Mais si je ne peux jamais revenir, il y a ici un tas de choses que j’ai envie de faire. J’ai envie d’apprendre cette épopée de leur cru et de la mettre par écrit à votre intention. J’ai envie de leur apprendre à construire des kayaks et des ponts, et peut-être d’autres choses encore. J’ai envie de finir la maison en os que nous avons commencé à construire la semaine dernière. J’ai envie de continuer à chahuter avec mes copains B. J., Danny, Marty et Paul. J’ai envie de Sally. Bon Dieu, je pourrais même avoir des enfants d’elle et injecter mes propres gènes futuristes dans le patrimoine héréditaire de la période glaciaire.

Je n’ai pas envie de mourir aujourd’hui en essayant d’accomplir une bête mission meurtrière dans cette froide et sinistre forêt préhistorique.

Le matin se réchauffe, mais il ne fait quand même pas chaud. Je retrouve la piste, du moins en ai-je l’impression, et me voilà en route vers l’est et le nord, dans la forêt. Derrière moi j’entends des rires, des cris et des chansons alors que le travail reprend sur la nouvelle maison, mais je me trouve bientôt hors de portée de tous ces bruits. Je tiens maintenant le couteau à la main, prêt à tout. Il y a des loups par ici, ainsi qu’un être à moitié humain qui risque de me tuer avant que je puisse le tuer.

Je me demande quelles sont mes chances de le trouver. Je me demande aussi combien de temps je suis censé rester dehors – deux heures, un jour, une semaine ? –, de quoi je suis censé me nourrir, comment je vais faire pour ne pas me geler le cul une fois la nuit tombée, et ce que Zeus dira ou fera si je reviens bredouille.

Je vais au hasard à présent. Je ne me sens plus du tout comme Sherlock Holmes.

Travailler à la maison en os, voilà ce qui me conviendrait mieux en ce moment. L’hiver approche et la tribu est devenue trop grande pour les quatre maisons existantes. B.J. dirige le boulot, Marty et Paul chantent, jouent du tambour et de la flûte, et à peu près sept d’entre nous s’appuient le travail pénible.

« Place ces maxillaires le menton en bas », beuglera B.J. pendant que j’essaie d’en glisser un du mauvais côté dans les assises. « Le menton en bas, abruti ! Voilà qui est mieux. » Paul se lance dans un formidable battement de tambour, sa façon de m’applaudir pour avoir compris dès la deuxième fois.
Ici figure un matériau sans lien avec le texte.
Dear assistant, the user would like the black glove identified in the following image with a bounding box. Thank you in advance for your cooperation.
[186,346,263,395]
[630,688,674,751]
Marty se met à composer une ballade sur ma formidable bêtise, et tout le monde s’esclaffe. Mais c’est un rire affectueux. « Et maintenant ce bout de colonne vertébrale de l’autre côté », me braille B.J. Je tire une longue enfilade de vertèbres de l’énorme tas. Les os sont blancs, de bons vieux os qui ont longtemps traîné dehors. Ils sont denses et lourds. « Cale-moi bien ça là-dedans ! Plus serré ! Plus serré ! » Je peste et souffle sous l’énorme poids de ce truc, vacille un peu, arrive je ne sais comment à le mettre en place, et fais un saut de côté juste au moment où Danny et deux autres compères m’arrivent dessus, ployant sous le poids d’un gigantesque crâne.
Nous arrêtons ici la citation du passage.